# touren rund um selb?



## Konsti der 2. (5. November 2005)

hallo zusammen,
da ich in die berufsschule in selb muss und ich mich nicht im fichtelgebirge auskenne, wollte ich fragen ob es rund um selb gute tages- und zweitagestouren gibt.

mfg,
konsti


----------



## fritzn (8. November 2005)

z.B.:
Kornberg 

Das ist das nächste. Auch zum Skifahren. In die Gegenrichtung ist es flacher, aber sicher auch nett zum gemütlcihen Touren, auch Richtung CZ.
Das Fichtelgebirge hat natürlcih so einiges zu bieten und auch ne webseite, die müsstest du mal googeln. Einige ausgewiesene MTB-Strecken, Feature in der letzten bike. Und hier gibts ja den Freeriden-im-FG-Thread.

Viel Spaß in Selb!


----------



## MTB-News.de




----------



## Konsti der 2. (8. November 2005)

ok
werd mal bei google bischen suchen
danke für deine antwort

mfg
konsti


----------



## votecstoepsl (8. November 2005)

Auf jeden Fall gibt es da tolle Strecken. Habe lange Zeit in der Gegend gewohnt. Aber frag mich jetzt bitte nicht nach Tourenbeschreibungen. 

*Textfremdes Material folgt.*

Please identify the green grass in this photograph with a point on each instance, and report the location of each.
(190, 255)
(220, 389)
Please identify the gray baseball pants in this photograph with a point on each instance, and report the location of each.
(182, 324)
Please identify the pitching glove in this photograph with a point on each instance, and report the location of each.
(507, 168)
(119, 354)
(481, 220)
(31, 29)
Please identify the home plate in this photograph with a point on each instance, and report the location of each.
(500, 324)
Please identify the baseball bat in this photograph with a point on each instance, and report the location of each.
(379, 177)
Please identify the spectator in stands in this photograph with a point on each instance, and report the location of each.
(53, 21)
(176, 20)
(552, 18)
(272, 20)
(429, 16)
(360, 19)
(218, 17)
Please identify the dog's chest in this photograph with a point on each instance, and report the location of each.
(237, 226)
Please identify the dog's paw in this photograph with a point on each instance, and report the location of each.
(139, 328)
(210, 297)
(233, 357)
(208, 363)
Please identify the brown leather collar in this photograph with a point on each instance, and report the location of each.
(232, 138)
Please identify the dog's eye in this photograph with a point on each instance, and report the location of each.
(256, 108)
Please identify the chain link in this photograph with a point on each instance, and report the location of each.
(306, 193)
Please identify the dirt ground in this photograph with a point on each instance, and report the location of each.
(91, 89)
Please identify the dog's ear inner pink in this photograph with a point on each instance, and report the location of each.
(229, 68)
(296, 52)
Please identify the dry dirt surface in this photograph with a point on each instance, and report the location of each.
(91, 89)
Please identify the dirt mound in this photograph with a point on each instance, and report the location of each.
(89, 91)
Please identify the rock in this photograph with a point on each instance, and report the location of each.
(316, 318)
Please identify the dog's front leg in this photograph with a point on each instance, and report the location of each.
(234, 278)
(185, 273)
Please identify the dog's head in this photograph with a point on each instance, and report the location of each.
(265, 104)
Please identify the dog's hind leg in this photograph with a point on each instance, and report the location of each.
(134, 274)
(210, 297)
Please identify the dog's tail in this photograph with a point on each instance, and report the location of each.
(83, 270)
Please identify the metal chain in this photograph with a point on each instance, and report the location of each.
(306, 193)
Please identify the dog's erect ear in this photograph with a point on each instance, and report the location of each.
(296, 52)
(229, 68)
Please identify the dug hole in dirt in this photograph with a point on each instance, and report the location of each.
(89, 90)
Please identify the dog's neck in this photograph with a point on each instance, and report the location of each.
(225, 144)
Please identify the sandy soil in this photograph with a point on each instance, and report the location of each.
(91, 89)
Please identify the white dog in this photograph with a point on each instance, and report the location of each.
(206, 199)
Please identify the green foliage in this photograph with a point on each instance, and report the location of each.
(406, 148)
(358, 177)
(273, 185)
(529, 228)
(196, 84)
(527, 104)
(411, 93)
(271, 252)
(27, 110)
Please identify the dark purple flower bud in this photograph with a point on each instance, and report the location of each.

Ich denke Du wirst hier schon noch Leute finden aus der Gegend.  

Gruß, Stefan


----------



## Carsten34 (19. November 2005)

Konsti der 2. schrieb:
			
		

> hallo zusammen,
> da ich in die berufsschule in selb muss und ich mich nicht im fichtelgebirge auskenne, wollte ich fragen ob es rund um selb gute tages- und zweitagestouren gibt.
> 
> Ausgeschilderte Touren gibts genügend, allerdings führen die meist über die Waldautobahn. Wenn du dich an die Wanderwege hälst mußt halt mit Scheibe- oder Tragpassagen rechnen (zumindest bin ich nicht durchgekommen. Den vorgenannten  Gr. Kornberg kann ich empfehlen, der Nordweg runter nach Niederlamitz ist zumindest berab gut fahrbahr. Bin erst am 13.11. das letzte Mal gefahren. Ich hab bisher noch keine spezielle Karte für MTB gefunden und hab mir deshalb die Fritsch-Wanderkarte Fichtelgebirge geholt. Allerdings wirds langsam ungemütlich, die Steine werden s..glatt. Schau halt mal unter www.kornberg.de oder unter www.lettenbrueder.com Muß man ja nicht alles nachfahren


----------



## Dr.Q (20. November 2005)

war auch mal in der berufsschule in selb, zu welchem beruf gehört denn die schule?


----------



## Konsti der 2. (25. November 2005)

Dr.Q schrieb:
			
		

> war auch mal in der berufsschule in selb, zu welchem beruf gehört denn die schule?



ich bin baustoffprüfer
es gibt auch noch werkstoffprüfer und irgendwas mit keramik

mfg,
konsti


----------



## Das Phantom (17. März 2006)

Kannst auch mal gucken unter:

http://www.familie-heinrich.net

Da gibts zwei MTB-Touren um Selb...

und unter

http://www.mtb-fichtelgebirge.de


----------